Product Activation DOES Suck
The Fish Bowl blog has a entry about David Watanabe's production activation issue with the Newsfire RSS reader. After reinstalling MacOS X on his MacBook, product activation said his email address was no longer valid and Watanabe suggested it was used for piracy.
Sounds familiar. In Febuary I reinstalled MacOS and tried to reactivate Acquisition (also made by Dave Watanabe), and I got the same kind of message. I could not activate the product with my email. I emailed Dave and he asked for my paypal trasaction ID. He then came back with this response.
Your license has been pretty clearly used by software pirates. David.
It's Not clear to me! I purchased Acquisition in 2003, only ever used it on two computers and I never shared my email with anyone. I replied and said this isn't possible and must be a mistake, but I didn't get any more responses from Dave. A little research (various comments at MacUpdate) indicates that I'm not the only one that has had the activation problem with Acquisition.

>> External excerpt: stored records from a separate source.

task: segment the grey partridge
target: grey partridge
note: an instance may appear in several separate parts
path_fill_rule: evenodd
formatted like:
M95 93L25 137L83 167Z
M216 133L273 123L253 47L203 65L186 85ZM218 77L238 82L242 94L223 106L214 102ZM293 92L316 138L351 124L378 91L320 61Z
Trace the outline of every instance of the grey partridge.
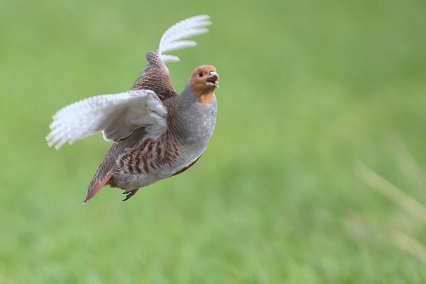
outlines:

Clearly, legitimate users are getting lost in the noise of piracy. Dave's product activation scheme is flawed. People interested in pirating his software only need a email address to activate a item. It doesn't take nearly as much effort to target users who have said they use his software, or just guess vs. issuing a serial number. Instead Dave chooses to insult his customers by calling them pirates.
Update 18 April 2007: Look at Dave Watanabe has a blog entry yesterday and attempts to justify his activation scheme.
simple cooperation and open dialog are usually enough to fix those situations... Are anti-piracy mechanisms bad for the user? Of course not. The honest user should never have an issue and the dishonest users are kept from ruining a project.
Bullhockey on both of those points. I am a honest user and Dave wasn't willing to talk to me.